# New to classical music, can anyone recommend music that sounds like this?



## new2classical (May 8, 2011)

Hello, this is my first post here. I'm very new to classical music, to the point where I am sure I might offend some by my shear lack of knowledge on the subject (sorry in advance).

I've always listened to other types of music (Far from classical) but lately I've heard a few "bits" of (what sounds like classical to me) in the middle of some of the music I normally listen to -- and I like it quite a bit.

I was wondering if someone could steer me into music that sounds like this:






(From 0:00 to 1:30)

I hear a piano right away, later followed by a cello (I think) at 0:23, then violin (I think) at 0:48.

I play acoustic and electric guitar myself, but I don't know how low a violin can play -- maybe the whole piece is a violin, but to me, earlier parts seem so low that I wouldn't think a violin could play that low.

I guess what I like about it is that it sounds very sad, slow, and dark. I've actually been trying to figure out stuff that sounds like it for over a year, but I haven't been able identify it. Google searches have led me to look into duets, chamber music, but I honestly don't know where to start because I have only an elementary knowledge with classical music.

Thanks for any advice & God Bless!


----------



## beethovenian (May 2, 2011)

Sorry i can't view the video as it is not available in my country. But if you like something sad and melancholic, may i suggest the first movement of the famous beethoven's piano sonata 14 "moonlight".





Or you could try schumann's violin concerto(A concerto is where a single instrument -in this case a violin- is accompanied by an orchestra), after the lengthy introduction, comes the solo violin which i think is full of sorrow and pain, i think schumann wrote this music before he suffer from mental illness and committed suicide.

if you do not like it, maybe i can suggest you can refine your search with Violin sonatas or Cello sonatas, this is where the violin or cello is accompanied by the piano.

Sorry if i can't help much, i can't think of anything sad or mournful sounding now. Maybe other more knowledgeable members can help you. Glad you are interested in classical music, if you are willing to give it a chance, it will reward you greatly.


----------



## beethovenian (May 2, 2011)

Oh all right i just viewed the video through a proxy, ok now i got a rough idea of what you are expecting.

I think my above suggestion of moonlight sonata is still appropriate. But after hearing the music, i think film music would be a better fit especially film music by clint mansell. You can check out his work on the film The fountain.

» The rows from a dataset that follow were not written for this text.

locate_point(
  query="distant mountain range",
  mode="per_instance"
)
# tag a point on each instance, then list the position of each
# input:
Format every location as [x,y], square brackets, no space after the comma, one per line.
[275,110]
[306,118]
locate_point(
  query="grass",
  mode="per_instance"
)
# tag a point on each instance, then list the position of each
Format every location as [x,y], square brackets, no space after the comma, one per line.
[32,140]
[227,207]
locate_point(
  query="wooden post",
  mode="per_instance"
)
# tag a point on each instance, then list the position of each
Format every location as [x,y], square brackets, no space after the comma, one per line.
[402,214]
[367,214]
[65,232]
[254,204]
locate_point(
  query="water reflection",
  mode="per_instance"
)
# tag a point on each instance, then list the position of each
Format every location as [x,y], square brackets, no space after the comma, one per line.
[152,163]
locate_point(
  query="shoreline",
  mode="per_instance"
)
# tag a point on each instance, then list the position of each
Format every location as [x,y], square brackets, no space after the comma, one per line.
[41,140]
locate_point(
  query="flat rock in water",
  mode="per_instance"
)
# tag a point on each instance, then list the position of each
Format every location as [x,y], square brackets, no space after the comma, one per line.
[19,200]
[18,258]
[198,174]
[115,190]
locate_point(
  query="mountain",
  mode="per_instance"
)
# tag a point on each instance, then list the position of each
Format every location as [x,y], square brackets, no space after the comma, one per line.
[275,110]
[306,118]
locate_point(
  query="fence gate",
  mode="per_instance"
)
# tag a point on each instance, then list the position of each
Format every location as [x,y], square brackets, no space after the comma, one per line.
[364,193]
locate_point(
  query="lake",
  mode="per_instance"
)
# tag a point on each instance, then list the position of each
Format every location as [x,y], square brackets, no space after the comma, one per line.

By the way i believe it was film music that got me hooked on classical music.

Oh a last minute thought, i think you may also like some classical pieces by a living composer, Arvo Part.








You could also try this record label, ECM records. Plenty of music that sounds like what you want. 
http://www.ecmrecords.com/Startseite/startseite.php

Ok i think i am typing too much, hope i have helped.


----------



## Weston (Jul 11, 2008)

Yes, that's a cello (or cello samples) with a string section (or sample) over the top later on. This isn;t a famous or well known pice, but if you like cello, check out this piece by Leó Weiner:






It's not especially dark, but it is romantic and there is a great deal of sadness that kind of goes along with romance.

Then there's the better known Edward Elgar Cello Concerto. This version features the stunning Jacqueline Du Pré:


----------



## Fsharpmajor (Dec 14, 2008)

new2classical said:


> I was wondering if someone could steer me into music that sounds like this:


It reminds me somewhat of Ludovico Einaudi:


----------



## new2classical (May 8, 2011)

Awesome, very good stuff. Thank all of you for your replies.

I hope all of you had a happy Mothers day!


----------



## LordBlackudder (Nov 13, 2010)

don't know any but it reminded me of this:


----------